Valves, as an important component in industrial systems for controlling fluid medium flow, their sealing and corrosion resistance directly relate to the safe operation and service life of the equipment. In practical applications, the working environment of valves is often complex and changeable, such as high temperature, high pressure, corrosion, erosion, etc., which put higher requirements on the material and structure of valves. To improve the wear, corrosion, and high-temperature resistance of the valve surface, the surfacing process is widely used in valve manufacturing and repair. How to scientifically and reasonably select the appropriate surfacing process has become a key issue.

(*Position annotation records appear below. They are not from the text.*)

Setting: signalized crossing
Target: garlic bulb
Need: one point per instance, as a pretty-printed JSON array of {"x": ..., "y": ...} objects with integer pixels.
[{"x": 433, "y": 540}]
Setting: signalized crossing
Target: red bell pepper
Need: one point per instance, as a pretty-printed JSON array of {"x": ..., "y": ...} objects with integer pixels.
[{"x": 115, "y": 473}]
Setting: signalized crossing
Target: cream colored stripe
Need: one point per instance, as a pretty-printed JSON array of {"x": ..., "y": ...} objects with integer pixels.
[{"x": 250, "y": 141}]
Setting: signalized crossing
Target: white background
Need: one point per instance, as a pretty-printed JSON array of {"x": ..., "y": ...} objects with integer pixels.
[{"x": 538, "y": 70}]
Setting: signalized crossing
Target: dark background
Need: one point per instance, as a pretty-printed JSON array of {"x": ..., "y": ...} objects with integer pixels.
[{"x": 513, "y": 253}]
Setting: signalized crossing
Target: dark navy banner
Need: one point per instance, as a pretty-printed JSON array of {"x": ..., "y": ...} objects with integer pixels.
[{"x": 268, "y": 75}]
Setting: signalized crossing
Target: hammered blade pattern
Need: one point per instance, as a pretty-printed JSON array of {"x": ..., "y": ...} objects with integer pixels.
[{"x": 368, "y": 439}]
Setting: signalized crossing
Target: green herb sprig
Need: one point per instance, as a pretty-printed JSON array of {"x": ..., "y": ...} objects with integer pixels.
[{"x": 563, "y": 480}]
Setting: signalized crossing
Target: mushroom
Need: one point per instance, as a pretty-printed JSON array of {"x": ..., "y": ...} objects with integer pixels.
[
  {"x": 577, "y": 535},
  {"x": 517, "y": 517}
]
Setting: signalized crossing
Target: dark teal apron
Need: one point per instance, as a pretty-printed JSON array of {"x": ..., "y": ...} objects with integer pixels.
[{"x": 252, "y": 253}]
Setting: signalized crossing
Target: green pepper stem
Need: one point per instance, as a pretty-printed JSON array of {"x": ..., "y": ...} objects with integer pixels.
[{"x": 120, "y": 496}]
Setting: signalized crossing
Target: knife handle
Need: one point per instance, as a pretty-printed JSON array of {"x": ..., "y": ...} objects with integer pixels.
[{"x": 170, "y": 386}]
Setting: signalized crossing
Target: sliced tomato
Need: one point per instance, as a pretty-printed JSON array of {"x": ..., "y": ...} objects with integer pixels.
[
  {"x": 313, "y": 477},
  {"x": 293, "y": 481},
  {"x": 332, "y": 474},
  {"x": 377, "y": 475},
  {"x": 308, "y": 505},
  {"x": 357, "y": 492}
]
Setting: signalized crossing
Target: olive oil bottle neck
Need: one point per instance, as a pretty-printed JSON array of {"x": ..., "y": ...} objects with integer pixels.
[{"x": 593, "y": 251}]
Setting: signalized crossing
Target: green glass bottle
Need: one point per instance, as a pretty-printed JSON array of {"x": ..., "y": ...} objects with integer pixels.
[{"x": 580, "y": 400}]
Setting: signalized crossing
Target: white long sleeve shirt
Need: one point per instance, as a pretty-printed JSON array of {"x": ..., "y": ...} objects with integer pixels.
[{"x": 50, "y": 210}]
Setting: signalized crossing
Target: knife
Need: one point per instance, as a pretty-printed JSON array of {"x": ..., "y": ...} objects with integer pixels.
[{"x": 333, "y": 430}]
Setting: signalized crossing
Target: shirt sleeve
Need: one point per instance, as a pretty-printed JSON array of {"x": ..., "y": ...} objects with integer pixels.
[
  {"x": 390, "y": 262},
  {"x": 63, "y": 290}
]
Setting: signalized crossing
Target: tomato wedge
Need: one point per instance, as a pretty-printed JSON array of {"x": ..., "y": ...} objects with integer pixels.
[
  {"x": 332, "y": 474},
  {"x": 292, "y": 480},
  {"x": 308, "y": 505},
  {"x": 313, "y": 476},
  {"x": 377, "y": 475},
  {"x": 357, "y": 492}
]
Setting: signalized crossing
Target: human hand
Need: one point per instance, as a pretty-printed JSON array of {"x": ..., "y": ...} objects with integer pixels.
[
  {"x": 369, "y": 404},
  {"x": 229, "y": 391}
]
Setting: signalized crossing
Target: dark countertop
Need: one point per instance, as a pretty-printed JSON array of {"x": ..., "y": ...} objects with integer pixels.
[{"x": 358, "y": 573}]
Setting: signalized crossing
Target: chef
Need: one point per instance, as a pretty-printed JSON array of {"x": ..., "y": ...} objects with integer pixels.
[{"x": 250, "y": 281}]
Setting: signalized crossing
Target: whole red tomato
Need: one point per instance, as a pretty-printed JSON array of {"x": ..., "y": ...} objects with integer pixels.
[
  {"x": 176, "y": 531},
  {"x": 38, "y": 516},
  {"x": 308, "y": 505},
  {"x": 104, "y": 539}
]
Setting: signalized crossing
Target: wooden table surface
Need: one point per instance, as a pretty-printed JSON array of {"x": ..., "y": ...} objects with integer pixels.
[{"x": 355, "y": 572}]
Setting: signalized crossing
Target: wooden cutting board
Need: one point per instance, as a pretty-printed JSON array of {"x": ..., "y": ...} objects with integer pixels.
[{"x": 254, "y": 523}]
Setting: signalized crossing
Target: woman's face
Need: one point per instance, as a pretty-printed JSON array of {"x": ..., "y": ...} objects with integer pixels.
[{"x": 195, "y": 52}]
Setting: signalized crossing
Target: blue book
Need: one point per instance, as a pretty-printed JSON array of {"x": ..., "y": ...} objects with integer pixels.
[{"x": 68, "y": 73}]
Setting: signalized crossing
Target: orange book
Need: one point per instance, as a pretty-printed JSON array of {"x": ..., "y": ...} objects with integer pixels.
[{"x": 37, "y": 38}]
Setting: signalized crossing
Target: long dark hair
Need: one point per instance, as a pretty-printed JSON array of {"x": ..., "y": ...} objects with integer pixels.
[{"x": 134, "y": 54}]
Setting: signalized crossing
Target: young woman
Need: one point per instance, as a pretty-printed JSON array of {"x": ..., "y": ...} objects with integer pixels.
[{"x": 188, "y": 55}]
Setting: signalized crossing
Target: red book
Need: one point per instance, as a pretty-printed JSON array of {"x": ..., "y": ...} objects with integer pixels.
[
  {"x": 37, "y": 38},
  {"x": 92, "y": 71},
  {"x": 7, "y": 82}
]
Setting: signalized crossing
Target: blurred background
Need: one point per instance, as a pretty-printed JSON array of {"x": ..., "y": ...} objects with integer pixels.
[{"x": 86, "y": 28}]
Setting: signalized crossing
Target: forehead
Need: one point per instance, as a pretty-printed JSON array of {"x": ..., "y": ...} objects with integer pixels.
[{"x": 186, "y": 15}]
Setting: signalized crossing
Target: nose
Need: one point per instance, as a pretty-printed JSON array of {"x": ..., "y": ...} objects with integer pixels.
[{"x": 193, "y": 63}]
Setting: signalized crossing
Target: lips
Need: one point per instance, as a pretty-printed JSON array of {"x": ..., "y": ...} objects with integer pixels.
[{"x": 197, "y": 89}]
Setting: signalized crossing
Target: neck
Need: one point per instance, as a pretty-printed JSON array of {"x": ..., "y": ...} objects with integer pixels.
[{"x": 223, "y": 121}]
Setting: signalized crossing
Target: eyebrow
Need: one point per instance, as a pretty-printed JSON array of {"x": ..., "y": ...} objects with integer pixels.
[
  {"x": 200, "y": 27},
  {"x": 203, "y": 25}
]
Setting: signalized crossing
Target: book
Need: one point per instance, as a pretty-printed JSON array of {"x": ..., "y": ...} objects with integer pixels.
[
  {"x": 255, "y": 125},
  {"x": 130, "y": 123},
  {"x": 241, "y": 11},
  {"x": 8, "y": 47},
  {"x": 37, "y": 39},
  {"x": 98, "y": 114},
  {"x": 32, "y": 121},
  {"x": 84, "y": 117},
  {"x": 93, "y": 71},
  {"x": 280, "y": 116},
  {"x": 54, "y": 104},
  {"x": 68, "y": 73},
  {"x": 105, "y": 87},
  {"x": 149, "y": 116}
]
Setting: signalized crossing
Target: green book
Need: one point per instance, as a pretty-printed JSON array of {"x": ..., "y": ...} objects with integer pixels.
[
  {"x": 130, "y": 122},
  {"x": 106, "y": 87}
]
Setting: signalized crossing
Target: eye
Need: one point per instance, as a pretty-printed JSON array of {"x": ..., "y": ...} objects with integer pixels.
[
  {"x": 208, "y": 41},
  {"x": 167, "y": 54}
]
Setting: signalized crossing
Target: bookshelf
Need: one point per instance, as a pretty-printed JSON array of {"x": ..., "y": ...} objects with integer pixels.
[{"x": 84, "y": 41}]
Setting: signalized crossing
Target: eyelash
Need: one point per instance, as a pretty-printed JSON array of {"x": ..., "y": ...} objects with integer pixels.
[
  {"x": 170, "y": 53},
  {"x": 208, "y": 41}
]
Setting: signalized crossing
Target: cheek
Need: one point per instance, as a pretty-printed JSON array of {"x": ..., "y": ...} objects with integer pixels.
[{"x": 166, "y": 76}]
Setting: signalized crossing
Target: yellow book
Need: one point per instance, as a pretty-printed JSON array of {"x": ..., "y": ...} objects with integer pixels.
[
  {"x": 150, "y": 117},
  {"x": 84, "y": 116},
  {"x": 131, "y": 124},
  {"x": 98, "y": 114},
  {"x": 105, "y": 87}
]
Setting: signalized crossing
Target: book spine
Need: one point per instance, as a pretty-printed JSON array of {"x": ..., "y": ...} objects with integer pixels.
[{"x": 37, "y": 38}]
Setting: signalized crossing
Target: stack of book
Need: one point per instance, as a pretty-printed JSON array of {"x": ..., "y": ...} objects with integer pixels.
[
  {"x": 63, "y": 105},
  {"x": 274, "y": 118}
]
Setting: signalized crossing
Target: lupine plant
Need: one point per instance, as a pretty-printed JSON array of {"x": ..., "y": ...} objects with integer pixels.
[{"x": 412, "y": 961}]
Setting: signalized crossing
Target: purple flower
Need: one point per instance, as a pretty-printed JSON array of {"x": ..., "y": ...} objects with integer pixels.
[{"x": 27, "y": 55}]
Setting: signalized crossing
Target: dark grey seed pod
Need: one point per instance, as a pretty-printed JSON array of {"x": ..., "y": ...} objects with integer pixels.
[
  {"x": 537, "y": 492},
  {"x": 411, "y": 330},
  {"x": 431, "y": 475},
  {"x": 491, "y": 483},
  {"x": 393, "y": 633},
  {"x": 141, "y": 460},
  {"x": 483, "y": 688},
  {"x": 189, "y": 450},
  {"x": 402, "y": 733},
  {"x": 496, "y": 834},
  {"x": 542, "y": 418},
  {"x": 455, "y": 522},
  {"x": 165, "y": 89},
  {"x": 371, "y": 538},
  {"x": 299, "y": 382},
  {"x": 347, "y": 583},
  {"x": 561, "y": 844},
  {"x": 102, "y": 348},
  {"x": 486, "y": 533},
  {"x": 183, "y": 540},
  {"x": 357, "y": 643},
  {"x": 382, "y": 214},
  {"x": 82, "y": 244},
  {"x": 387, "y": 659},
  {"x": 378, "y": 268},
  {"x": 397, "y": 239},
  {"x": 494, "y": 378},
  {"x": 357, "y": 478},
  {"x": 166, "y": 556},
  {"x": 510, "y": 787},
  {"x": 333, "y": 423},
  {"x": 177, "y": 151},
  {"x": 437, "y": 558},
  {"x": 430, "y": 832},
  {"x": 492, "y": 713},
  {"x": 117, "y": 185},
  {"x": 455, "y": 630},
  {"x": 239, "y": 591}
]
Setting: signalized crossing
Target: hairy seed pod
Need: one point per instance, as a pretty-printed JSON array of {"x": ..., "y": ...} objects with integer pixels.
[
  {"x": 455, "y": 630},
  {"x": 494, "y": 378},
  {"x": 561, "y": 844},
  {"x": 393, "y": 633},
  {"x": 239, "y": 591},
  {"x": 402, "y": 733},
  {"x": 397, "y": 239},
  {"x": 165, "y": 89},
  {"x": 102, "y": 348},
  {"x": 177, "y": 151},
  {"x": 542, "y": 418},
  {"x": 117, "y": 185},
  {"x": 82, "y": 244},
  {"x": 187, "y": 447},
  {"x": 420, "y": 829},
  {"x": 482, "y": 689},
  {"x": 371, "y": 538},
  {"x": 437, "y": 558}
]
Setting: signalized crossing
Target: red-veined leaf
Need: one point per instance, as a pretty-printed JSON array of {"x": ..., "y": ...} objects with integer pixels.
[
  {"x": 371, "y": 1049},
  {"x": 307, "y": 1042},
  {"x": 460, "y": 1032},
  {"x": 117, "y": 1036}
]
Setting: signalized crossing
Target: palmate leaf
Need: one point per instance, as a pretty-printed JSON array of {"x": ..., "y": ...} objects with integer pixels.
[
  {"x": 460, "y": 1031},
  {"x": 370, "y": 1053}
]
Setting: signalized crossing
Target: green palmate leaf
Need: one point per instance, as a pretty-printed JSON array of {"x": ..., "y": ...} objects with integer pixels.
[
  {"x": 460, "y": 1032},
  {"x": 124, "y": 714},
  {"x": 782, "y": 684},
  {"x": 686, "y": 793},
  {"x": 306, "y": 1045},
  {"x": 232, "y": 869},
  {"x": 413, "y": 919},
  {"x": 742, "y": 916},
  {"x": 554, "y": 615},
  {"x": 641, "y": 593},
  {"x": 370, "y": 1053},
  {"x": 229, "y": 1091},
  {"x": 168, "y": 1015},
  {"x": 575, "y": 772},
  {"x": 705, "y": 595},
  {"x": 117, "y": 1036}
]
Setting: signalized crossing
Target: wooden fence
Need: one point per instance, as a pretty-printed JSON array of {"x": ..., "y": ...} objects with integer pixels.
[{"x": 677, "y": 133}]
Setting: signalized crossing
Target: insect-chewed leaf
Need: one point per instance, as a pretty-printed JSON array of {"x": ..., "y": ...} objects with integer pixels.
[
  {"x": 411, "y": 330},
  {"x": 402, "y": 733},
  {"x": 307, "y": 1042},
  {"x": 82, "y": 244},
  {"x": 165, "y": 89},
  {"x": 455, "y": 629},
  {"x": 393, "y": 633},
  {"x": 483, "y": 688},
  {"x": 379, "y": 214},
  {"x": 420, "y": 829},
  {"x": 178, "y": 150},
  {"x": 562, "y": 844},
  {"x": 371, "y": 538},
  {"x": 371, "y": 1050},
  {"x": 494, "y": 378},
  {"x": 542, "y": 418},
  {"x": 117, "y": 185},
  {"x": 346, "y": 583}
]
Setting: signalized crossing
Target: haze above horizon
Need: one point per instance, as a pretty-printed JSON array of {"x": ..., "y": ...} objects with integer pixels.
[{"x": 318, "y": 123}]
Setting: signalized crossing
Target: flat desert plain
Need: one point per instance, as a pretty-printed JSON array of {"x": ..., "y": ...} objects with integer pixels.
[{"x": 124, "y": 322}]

# One, Choose Surfacing Process Based on Valve Material
Valve body materials are diverse, with common types including carbon steel, alloy steel, stainless steel, cast iron, and copper alloys. Different materials have different adaptability to surfacing processes. For example, carbon steel and low-alloy steel can be selected for surfacing with manual arc welding (SMAW) or submerged arc welding (SAW); stainless steel is more suitable for using tungsten inert gas welding (TIG) or metal inert gas welding (MIG) to avoid oxidation of the base material and degradation of the properties in the heat-affected zone. For cast iron valves, due to their poor weldability, nickel-based or nickel-iron based electrodes are often used for cold welding or preheated surfacing.
# Two, Choose Surfacing Material Based on Working Conditions
The choice of surfacing material directly determines the performance of the surfacing layer. For valves under high temperature and high pressure conditions, nickel-based or cobalt-based alloys with good high-temperature strength and oxidation resistance should be selected; for valves in corrosive media, austenitic stainless steel, duplex stainless steel, or nickel-based corrosion-resistant alloys should be selected; and for applications with particle erosion, materials with high hardness and wear resistance, such as composite welding materials containing tungsten carbide particles, should be considered.
# Three, Choose Surfacing Method Based on Production Efficiency and Cost
In industrial production, the surfacing process not only needs to meet performance requirements but also needs to take into account production efficiency and economy. For example, manual arc welding is flexible and simple in equipment, suitable for small batches or on-site repairs, but with low efficiency; submerged arc automatic welding is suitable for large batches and regular surface surfacing, with high welding efficiency and stable quality; laser surfacing and plasma surfacing are high-precision advanced processes that can achieve low dilution rate and aesthetically pleasing surfacing layers, suitable for precision valves or high-value-added products, but with high equipment investment.
# Four, Consider Process Control and Quality Inspection
During the surfacing process, it is necessary to strictly control welding parameters such as current, voltage, wire feeding speed, and protective gas flow to ensure that the surfacing layer is uniform and dense, free from cracks, pores, and slag defects. In addition, necessary inspections such as appearance inspection, dye penetrant testing, hardness testing, and metallographic analysis should be carried out after surfacing to ensure that the surfacing quality meets the design requirements.
In summary, when selecting the valve surfacing process, it is necessary to comprehensively consider multiple aspects such as valve material, working environment, economic benefits, and process control, and achieve the principle of 'technology tailored to material and method determined by process'. Only by scientifically and reasonably selecting the surfacing process can the overall performance and service life of the valve be effectively improved, ensuring the safe and stable operation of industrial systems.